Populismo varelista
La fortaleza de las instituciones democráticas descansan en una clara definición de las reglas que definen la relación entre gobernantes y gobernados, en la que el propósito es que todos los actores sociales tengan igualdad de oportunidades en la elaboración y posterior beneficio de las políticas públicas.
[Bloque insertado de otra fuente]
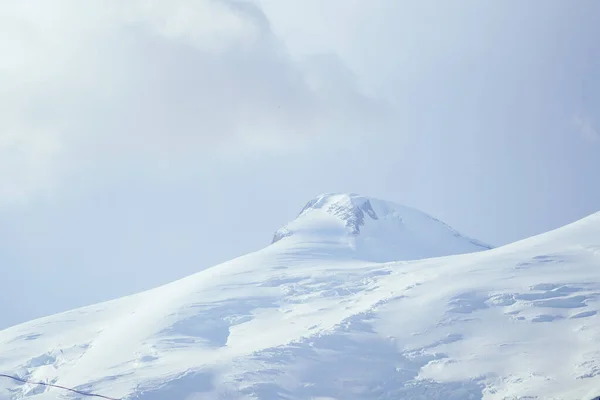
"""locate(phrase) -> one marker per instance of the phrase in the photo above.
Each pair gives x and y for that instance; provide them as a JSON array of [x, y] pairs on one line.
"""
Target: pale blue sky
[[140, 144]]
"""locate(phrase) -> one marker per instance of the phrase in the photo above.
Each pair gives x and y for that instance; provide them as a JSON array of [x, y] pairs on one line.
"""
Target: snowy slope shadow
[[209, 324], [352, 362], [185, 386]]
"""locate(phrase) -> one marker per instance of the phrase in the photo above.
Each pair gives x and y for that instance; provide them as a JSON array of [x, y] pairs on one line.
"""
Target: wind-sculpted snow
[[374, 230], [306, 321]]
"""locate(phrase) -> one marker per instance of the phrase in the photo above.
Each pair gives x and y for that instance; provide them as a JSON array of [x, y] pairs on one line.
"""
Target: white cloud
[[104, 85]]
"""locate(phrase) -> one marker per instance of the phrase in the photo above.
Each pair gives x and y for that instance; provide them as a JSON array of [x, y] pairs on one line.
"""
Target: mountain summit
[[311, 316], [374, 230]]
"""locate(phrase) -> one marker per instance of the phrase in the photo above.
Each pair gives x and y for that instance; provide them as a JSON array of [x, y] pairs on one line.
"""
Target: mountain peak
[[374, 229]]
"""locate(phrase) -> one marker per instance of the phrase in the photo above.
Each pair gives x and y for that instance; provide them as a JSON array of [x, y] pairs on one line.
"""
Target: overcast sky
[[143, 141]]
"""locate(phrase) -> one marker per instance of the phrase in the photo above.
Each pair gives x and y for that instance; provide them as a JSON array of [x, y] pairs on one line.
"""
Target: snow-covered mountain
[[372, 230], [313, 316]]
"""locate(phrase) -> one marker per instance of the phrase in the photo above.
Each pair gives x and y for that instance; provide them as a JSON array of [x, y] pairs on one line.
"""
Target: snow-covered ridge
[[298, 320], [375, 230]]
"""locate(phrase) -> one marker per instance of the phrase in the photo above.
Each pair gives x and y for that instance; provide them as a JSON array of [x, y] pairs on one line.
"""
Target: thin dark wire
[[15, 378]]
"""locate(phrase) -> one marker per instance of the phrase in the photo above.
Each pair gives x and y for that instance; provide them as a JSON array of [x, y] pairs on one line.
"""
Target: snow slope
[[305, 319], [372, 230]]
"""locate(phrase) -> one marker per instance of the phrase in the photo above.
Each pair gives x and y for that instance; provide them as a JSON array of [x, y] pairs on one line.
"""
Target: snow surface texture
[[304, 319], [373, 230]]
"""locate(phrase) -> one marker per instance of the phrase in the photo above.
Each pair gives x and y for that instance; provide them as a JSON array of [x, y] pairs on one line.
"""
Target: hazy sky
[[143, 141]]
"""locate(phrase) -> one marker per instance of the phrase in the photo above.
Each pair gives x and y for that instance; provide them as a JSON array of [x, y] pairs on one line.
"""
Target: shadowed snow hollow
[[372, 230], [312, 317]]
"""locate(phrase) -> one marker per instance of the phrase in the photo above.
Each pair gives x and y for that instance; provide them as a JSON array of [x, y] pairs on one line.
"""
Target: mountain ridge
[[296, 321]]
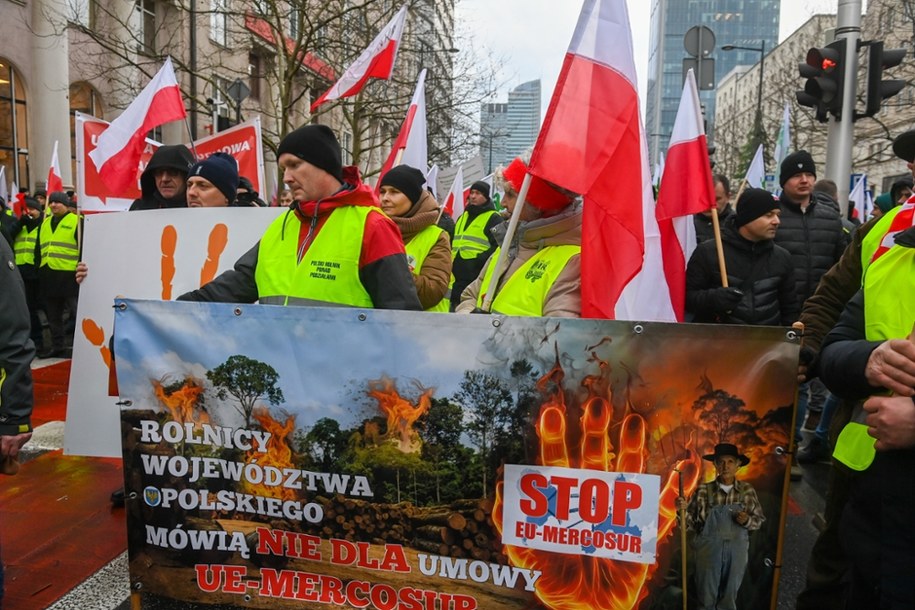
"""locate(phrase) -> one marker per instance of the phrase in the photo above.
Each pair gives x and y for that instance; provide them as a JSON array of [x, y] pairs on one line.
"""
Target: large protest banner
[[154, 254], [326, 457], [242, 141]]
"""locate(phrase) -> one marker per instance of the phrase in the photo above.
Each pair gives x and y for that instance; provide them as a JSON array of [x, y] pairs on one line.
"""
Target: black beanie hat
[[752, 204], [222, 170], [408, 180], [481, 186], [794, 164], [316, 144]]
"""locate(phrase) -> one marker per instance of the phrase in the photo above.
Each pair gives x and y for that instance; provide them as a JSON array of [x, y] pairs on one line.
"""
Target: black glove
[[724, 300]]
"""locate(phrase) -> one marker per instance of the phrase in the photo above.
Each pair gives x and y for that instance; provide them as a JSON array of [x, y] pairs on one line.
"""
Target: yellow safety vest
[[417, 250], [524, 293], [887, 315], [59, 250], [470, 239], [327, 275], [24, 246]]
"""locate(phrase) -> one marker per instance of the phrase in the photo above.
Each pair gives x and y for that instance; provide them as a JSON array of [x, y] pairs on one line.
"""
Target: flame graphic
[[279, 454], [583, 582], [401, 413], [182, 402]]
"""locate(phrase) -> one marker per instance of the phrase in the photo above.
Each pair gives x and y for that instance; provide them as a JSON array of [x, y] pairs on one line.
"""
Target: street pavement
[[73, 554]]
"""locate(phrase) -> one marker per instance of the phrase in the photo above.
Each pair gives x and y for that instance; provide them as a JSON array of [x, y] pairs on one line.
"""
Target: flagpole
[[191, 137], [506, 243], [716, 226]]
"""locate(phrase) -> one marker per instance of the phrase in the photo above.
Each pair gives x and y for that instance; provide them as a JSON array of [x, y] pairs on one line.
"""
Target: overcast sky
[[533, 35]]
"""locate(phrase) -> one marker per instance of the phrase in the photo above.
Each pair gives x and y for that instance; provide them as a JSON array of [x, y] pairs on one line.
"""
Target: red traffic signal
[[824, 70]]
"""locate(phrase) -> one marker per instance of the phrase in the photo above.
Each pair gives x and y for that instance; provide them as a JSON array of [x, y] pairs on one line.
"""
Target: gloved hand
[[724, 300]]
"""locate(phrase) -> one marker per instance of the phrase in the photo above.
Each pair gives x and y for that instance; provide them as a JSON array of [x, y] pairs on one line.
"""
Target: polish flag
[[454, 203], [592, 143], [17, 199], [756, 173], [411, 147], [117, 155], [686, 189], [55, 182], [858, 199], [377, 61]]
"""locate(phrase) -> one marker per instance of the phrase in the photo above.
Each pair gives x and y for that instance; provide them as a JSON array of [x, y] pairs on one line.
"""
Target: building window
[[79, 12], [14, 135], [144, 26], [294, 18], [218, 21], [222, 107], [83, 98]]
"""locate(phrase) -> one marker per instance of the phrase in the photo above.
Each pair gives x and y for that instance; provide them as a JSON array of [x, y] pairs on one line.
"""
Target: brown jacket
[[434, 276]]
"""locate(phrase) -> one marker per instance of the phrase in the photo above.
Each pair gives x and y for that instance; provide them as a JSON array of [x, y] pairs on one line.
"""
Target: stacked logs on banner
[[461, 529]]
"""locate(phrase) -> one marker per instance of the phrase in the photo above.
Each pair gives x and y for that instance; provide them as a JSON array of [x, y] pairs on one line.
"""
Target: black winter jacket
[[16, 349], [171, 157], [815, 238], [761, 270]]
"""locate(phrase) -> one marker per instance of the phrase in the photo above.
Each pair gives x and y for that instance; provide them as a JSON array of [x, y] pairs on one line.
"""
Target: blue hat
[[221, 169]]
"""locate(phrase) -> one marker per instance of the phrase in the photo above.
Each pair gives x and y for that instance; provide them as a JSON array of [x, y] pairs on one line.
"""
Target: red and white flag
[[377, 61], [55, 182], [686, 189], [454, 203], [592, 143], [410, 146], [119, 147]]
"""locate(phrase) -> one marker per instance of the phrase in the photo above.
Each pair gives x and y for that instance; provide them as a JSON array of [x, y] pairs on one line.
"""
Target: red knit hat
[[540, 193]]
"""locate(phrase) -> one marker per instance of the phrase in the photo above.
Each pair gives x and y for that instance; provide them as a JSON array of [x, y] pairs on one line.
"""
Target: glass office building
[[748, 23]]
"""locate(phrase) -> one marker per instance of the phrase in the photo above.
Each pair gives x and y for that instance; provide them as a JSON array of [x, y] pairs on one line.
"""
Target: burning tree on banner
[[247, 381]]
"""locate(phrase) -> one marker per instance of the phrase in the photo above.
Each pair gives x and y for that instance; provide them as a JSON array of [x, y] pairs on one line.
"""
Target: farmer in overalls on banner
[[722, 513]]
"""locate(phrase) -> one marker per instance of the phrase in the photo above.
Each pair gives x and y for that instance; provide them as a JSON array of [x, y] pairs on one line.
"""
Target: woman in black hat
[[722, 512]]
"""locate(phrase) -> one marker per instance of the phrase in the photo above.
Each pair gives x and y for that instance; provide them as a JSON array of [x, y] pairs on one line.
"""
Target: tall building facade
[[509, 129], [746, 23], [872, 154]]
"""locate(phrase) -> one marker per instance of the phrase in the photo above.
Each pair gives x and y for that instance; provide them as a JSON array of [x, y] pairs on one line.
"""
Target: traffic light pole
[[841, 132]]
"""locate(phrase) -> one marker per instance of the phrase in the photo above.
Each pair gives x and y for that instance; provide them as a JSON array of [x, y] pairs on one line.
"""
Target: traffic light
[[824, 71], [878, 60]]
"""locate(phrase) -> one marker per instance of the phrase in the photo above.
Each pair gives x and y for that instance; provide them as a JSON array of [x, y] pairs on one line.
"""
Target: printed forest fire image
[[542, 472]]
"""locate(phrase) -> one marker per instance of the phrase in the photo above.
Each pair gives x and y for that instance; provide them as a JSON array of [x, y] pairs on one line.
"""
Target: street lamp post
[[761, 49]]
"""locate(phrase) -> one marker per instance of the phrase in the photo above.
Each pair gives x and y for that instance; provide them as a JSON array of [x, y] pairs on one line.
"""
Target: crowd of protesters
[[782, 259]]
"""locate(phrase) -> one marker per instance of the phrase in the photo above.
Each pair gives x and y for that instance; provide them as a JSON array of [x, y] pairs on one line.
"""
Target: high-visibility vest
[[24, 246], [879, 234], [327, 275], [418, 249], [470, 239], [889, 311], [524, 293], [59, 250]]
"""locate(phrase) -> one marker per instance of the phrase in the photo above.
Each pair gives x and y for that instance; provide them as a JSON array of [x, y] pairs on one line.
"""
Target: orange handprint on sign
[[586, 582], [216, 245]]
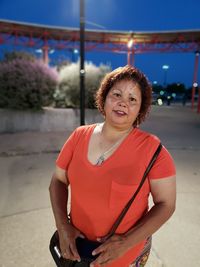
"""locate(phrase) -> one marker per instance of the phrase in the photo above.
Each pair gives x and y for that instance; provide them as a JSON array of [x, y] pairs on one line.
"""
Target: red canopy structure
[[49, 37]]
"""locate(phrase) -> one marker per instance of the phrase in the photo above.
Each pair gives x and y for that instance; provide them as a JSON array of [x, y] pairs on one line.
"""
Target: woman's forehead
[[126, 84]]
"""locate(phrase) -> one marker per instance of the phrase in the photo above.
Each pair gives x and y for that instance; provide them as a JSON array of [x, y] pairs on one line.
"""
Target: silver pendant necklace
[[101, 159]]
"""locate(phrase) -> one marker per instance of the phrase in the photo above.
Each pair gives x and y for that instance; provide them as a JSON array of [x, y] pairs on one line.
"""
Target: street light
[[129, 45], [82, 58], [165, 68]]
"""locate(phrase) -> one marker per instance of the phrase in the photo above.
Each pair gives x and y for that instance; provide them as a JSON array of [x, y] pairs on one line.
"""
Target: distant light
[[39, 50], [160, 102], [162, 92], [82, 71], [173, 95], [165, 67], [130, 43], [195, 84]]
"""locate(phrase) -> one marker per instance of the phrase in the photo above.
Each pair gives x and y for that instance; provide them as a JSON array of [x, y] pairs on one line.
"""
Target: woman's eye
[[132, 99], [116, 94]]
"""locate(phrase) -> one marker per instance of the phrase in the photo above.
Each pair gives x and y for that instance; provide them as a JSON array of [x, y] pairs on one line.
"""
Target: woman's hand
[[67, 237], [110, 250]]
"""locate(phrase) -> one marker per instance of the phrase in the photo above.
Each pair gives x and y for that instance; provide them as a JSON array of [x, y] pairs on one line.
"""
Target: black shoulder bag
[[85, 246]]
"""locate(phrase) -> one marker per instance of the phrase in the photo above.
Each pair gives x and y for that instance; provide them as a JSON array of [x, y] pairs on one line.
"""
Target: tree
[[68, 93], [26, 83]]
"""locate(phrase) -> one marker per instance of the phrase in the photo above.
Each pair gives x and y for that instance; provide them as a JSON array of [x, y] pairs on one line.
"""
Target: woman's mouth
[[120, 112]]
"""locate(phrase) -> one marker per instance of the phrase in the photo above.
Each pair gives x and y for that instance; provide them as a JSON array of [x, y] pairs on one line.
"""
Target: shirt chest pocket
[[120, 195]]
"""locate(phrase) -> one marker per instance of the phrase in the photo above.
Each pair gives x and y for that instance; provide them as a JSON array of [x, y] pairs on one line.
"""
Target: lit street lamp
[[129, 45], [165, 68]]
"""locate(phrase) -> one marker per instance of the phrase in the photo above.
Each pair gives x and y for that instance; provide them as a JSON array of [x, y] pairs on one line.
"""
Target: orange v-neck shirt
[[99, 193]]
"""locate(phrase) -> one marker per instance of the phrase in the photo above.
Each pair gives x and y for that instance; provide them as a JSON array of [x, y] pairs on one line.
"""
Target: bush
[[26, 84], [68, 92]]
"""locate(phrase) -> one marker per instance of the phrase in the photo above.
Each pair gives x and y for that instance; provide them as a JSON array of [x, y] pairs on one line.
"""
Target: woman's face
[[123, 103]]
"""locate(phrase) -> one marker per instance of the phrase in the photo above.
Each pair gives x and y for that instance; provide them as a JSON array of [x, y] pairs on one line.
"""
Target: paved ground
[[26, 221]]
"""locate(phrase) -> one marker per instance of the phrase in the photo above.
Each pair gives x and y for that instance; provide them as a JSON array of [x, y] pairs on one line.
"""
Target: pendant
[[100, 160]]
Por ello resulta absurdo y peligroso, por decir lo menos, el reciente anuncio hecho por el presidente de la República, Juan Carlos Varela, de darles beneficios “gratis” a sectores humildes del país, porque “ahora empieza aparecer la plata por todos lados; sacrificando a otros sectores igualmente importantes, como la clase media profesional, pequeños y mediados empresarios, trabajadores del campo y la ciudad.
Los dichos de Varela demuestran la desesperación de un mandatario que ha perdido toda credibilidad, que carece de una base social de apoyo, y que ahora trata de atraerse la simpatía de los más pobres, traficando con la miseria e ignorancia de las masas como lo hacen los regímenes totalitarios.
En ciencia política, se denomina populismo aquella postura del poder encaminada a satisfacer las necesidades inmediata de sectores sociales desposeídos, sin tener planes estratégicos para sacarlos de la pobreza, sacrificando su futuro, con el fin de perpetuarse en el poder.
Las medidas populistas, como decía el Dr. Carlos Iván Zuñiga, son un “dar sin dar”, porque engañan a la gente prometiéndole cosas, apelando a sentimientos mezquinos e inmediatistas que la postre no les resuelven nada, porque siguen siendo pobres.
El populismo como política de Estado va unido irremediablemente a la demagogia, que no es más que promesas engañosas, para ganar simpatías.
Varela, irresponsablemente, demuestra que no tiene talante de estadista, ya que habla de regalar dinero sabiendo que eso no se puede porque ese dinero no es suyo.
El mandatario juega con candela, porque cuando las masas se dan cuenta que han sido engañadas, se rebelan con fuerza, creando conmociones sociales de efectos inimaginables.